Life on a construction site is hard work, not least when your knuckle booms start malfunctioning. While this may make you furious with anger, do know... THERE IS A SOLUTION!
It's the Knuckle Boom Rehabilitation Centre!
For the last 25 years, we've been welcoming and rehabilitating knuckle booms back onto construction sites. We have the latest therapy tactics and soothsaying ways to encourage your heavy machinery back towards lifting human beings up and down a little bit.
Rehabilitate Your Heavy Machinery in an Ethical, Safe, Majestic Environment
The life of any knuckle boom is hard work. Up. Down. Up. Down. It's enough to make any piece of heavy construction equipment fall into a fit of manic depression.
That's where our service enters the fray!
Each week our senior knuckle boom, James, begins intensive therapy meetings. Assembled before him may be a dozen or so fellow pieces of heavy construction equipment. They gather in a large open warehouse (because these things are pretty large themselves) to vent. And vent they do. Some of them are a little worse for wear and don't even realise their knuckle isn't fully extended or not.
That's a common problem. But with some encouragement the machinery will extend themselves out, creaking mightily, and let it all hang out as nature intended.
If you're a construction site owner and you need your knuckle booms to get their shit together fast, then refer them to our clinic! Our weekly meetings will put them back on course towards MAXIMUM productivity.
Case Study: Transcript of Knuckle Booms Rehabilitating
To put your knuckle boom at ease, refer it to the below transcript of several patients discussing their various issues. This will encourage it to visit our clinic. You can then pay us money and (probably) expect your machinery to make a full recovery.
Please note, the names of the heavy machinery in question have been changed to protect their identity.
Henry: "I knuckle boomed myself so hard I had no knuckles left to boom..."
Kevin: "I know what you mean, mate. I knuckle boomed so hard my booming knuckles couldn't knuckle boom it any longer. The humans found me behind the skips and portable toilets rocking from side to side. Head gaffer said he'd never seen such a woke knuckle boom before and they had me shipped off here."
Charlie: "I'm 100% certain my knuckle is currently extended. No one can convince me otherwise!"

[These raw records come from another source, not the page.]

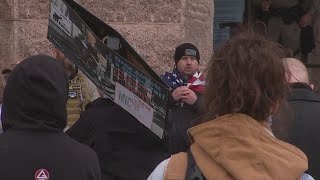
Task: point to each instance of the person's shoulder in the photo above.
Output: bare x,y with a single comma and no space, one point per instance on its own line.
79,149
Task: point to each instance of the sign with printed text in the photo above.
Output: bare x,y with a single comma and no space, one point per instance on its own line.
108,60
134,105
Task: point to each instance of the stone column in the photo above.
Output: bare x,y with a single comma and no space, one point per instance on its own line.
153,27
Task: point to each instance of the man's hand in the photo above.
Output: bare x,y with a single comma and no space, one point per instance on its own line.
189,97
179,92
265,5
305,20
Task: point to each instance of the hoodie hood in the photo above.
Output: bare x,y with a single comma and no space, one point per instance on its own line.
238,147
35,96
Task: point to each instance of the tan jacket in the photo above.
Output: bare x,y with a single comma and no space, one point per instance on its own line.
238,147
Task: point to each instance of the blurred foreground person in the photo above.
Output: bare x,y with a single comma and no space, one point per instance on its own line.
297,121
246,81
126,148
33,144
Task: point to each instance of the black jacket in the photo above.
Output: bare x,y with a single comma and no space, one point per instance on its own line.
125,147
298,123
34,115
181,118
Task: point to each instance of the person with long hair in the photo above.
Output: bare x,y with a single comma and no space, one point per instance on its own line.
246,80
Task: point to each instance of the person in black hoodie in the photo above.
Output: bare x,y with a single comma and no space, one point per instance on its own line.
33,145
297,121
126,149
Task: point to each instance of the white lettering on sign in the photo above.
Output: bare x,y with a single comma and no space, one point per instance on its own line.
134,105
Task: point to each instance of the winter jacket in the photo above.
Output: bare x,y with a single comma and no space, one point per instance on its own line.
237,147
33,145
298,123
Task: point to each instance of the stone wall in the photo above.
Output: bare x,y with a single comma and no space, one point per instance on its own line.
153,27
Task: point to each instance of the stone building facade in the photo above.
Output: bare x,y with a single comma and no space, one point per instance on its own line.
152,27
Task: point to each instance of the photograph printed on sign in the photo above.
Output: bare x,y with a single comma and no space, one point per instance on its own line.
104,67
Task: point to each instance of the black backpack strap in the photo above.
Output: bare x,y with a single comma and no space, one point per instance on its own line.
193,171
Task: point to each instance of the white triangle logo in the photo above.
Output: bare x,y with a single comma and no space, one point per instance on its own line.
42,175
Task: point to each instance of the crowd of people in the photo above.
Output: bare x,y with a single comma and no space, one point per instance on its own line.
252,114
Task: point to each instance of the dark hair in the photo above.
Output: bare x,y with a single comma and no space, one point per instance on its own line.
247,75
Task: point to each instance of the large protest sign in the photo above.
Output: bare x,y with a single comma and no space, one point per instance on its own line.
105,57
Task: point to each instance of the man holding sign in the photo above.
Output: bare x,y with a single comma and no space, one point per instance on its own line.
188,85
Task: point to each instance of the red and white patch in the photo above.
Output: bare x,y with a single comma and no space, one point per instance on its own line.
41,174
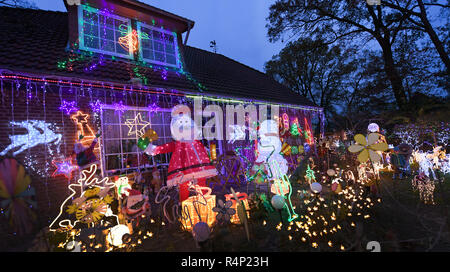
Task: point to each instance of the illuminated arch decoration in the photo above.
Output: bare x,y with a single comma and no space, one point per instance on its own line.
83,204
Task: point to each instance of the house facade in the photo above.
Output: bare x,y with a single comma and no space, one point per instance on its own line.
109,71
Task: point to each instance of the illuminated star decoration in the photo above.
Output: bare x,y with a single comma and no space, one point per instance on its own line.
119,107
153,108
68,107
64,167
96,106
130,41
80,117
134,123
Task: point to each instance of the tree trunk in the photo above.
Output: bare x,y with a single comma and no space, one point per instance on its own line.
393,75
433,36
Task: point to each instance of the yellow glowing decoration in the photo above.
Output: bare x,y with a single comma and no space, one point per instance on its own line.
134,123
368,148
130,42
242,197
198,210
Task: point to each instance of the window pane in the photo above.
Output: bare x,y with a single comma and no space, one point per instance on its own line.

Senior KB James: "You're very wrong. It isn't extended. As we well know, it hasn't fully extended since 2021 when you were a young up and coming knuckle boom with a lot to prove. Now? Younger, sleeker models had arrived with fancier gadgets and you, Charlie, are facing obsoletion—recycling and other parts melted down at smelting factories. This is why you are here, with us, to find yourself. Isn't that glorious?"
Charlie: "Holy shit! I'm gonna get melted down!?"
Senior KB James: "Not just yet, no, what I meant was..."
Charlie: "OH MY KNUCKLE BOOM! WE'RE ALL GONNA DIE!"
[This particular meeting ended with a mass knuckle boom panic, a stampede, and a pile-up at the rear of the warehouse. There were no survivors.]
Please note, we DO NOT provide free oil changes during these meetings. You fund that yourself, that's your job don't make it ours.
Get Your Knuckle Boom-Based Projects Back on Track
Our centre offers state of the art facilities to ensure your heavy machinery feels right at home. We have a moderately friendly team of ex-builders on-site to spout garbage around the knuckle booms.
This familiarity puts them at ease. The builders will:
- Stink of body odour
- Bend over regularly and expose their arse cleavage
- Drink 35 builder's brews daily
- Belch with the wild abandon free will provides
It's £3,000 per knuckle boom and there are no refunds, irrespective of whether your machinery recovers or is left a quivering, demoralised, pathetic wreck (which happens in 67% of patients).